Re-configuring works, his own and other artists, has become an important element in Phelan's practice. Works are not just re-contextualised, but re-named, spun, and connected to different ideas. All together the show explores through various objects and installations “a circle of misery, violence and fear” as with Sherlock’s plea above but thankfully negotiated through humour and inventiveness.

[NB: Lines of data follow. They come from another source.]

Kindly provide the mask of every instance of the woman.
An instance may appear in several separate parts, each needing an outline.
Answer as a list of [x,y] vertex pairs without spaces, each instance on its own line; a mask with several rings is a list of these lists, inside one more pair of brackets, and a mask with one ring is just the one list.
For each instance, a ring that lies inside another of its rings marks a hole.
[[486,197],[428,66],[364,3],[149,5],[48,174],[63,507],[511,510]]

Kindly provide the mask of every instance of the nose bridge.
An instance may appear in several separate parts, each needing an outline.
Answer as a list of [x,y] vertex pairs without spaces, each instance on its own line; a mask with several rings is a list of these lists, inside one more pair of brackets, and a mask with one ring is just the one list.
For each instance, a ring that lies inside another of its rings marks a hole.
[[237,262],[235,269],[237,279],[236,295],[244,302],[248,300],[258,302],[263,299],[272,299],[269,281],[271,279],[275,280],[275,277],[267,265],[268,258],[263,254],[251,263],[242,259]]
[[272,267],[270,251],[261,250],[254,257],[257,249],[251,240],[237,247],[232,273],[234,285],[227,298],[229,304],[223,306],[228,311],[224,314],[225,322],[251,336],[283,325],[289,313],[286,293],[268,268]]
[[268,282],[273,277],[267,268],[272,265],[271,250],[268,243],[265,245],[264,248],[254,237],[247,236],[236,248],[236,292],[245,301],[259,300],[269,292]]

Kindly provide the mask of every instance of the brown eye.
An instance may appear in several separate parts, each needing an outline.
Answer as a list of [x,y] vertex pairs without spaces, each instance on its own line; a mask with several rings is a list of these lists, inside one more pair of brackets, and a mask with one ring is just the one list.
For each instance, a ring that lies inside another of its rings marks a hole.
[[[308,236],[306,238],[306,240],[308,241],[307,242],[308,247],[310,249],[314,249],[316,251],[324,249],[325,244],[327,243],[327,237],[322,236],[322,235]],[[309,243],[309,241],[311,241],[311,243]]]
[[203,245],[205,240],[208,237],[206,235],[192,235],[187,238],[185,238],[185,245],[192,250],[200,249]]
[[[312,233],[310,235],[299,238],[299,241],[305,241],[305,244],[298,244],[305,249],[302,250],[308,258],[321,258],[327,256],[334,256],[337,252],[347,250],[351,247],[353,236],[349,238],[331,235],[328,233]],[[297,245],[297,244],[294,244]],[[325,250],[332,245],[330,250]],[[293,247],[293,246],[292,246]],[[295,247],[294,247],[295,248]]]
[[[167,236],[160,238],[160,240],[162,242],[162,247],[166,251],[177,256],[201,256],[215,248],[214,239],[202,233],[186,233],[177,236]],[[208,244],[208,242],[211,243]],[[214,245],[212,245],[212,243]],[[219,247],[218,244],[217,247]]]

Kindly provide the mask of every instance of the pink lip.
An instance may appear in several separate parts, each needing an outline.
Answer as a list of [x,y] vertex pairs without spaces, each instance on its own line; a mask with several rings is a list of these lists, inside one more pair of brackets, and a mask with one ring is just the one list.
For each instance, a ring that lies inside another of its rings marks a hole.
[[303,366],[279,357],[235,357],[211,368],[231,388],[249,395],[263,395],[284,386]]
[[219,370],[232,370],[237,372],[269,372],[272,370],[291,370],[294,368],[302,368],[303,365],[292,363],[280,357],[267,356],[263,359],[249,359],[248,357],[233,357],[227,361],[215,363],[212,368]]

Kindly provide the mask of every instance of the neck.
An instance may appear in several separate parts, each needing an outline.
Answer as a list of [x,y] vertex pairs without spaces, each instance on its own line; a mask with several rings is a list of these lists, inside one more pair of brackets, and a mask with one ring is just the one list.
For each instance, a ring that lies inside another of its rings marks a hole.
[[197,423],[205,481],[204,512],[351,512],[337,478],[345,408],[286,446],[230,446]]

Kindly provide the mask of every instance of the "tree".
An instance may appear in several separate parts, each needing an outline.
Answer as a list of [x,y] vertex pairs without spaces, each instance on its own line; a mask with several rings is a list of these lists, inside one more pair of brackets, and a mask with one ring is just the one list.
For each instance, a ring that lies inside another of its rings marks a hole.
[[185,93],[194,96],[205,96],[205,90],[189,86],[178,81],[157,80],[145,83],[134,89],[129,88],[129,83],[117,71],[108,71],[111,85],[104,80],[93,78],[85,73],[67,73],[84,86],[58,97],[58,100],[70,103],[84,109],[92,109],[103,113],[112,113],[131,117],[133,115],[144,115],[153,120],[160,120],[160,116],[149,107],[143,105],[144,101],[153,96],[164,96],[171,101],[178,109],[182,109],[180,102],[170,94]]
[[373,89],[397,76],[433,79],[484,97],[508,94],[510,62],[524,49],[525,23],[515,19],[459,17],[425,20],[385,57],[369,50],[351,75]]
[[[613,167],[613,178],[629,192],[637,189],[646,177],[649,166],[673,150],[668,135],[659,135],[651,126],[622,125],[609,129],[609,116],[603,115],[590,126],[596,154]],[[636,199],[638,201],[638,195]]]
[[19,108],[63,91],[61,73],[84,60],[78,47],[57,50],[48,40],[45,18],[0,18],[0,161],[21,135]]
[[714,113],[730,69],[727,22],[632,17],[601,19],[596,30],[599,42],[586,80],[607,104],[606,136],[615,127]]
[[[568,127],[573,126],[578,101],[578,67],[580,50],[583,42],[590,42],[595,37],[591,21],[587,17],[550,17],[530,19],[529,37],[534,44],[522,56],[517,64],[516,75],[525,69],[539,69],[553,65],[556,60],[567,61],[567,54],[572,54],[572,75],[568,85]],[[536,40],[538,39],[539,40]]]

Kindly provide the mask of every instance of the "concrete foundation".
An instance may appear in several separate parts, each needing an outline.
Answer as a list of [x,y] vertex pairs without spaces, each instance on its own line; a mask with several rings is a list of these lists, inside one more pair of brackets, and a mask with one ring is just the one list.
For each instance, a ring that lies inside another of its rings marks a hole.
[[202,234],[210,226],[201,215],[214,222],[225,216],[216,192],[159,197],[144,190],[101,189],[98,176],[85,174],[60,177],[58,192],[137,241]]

Alan Phelan, born in Dublin 1968, studied at Dublin City University and Rochester Institute of Technology, New York. He has exhibited widely internationally including BOZAR, Brussels; Whitney Museum of American Art, New York; Chapter, Cardiff; SKUC, Ljubljana; Feinkost, Berlin; SKC, Belgrade; OK11, Helsinki; Eastlink Gallery, Shanghai; Galería Del Infinito Arte, Buenos Aires. In Ireland exhibitions include IMMA, Oonagh Young Gallery, mother’s tankstation, Dublin; MCAC, Portadown; Limerick City Gallery of Art, Solstice, Navan and The Black Mariah, Cork. Forthcoming exhibitions include Golden Thread Gallery, Belfast; Treignac Projet, France and Embassy Gallery, Edinburgh. Screenings include Kevin Kavanagh Gallery; ÉCU Film Festival, Paris; Cinesonika, Derry and the Cairo Video Festival. Public art include projects for Dublin City Council, Dublin South County Council, Dun Laoghaire Rathdown Council, the Department of Communications as well as temporary projects in New York, Wales and Dublin. Curated exhibitions at the Royal Hibernian Academy, Farmleigh Gallery, and Project, Dublin. Awards includes grants from The Arts Council, Culture Ireland, a Fulbright Scholarship and the John F. Kennedy Fund. Residencies include HIAP, Helsinki, URRA, Buenos Aires, IMMA ARP and the Fire Station Artists’ Studios, Dublin. His work is included in the collections of the Irish Museum of Modern Art, Limerick City Gallery of Art, The National Self-Portrait Collection, the Office of Public Works and several private collections.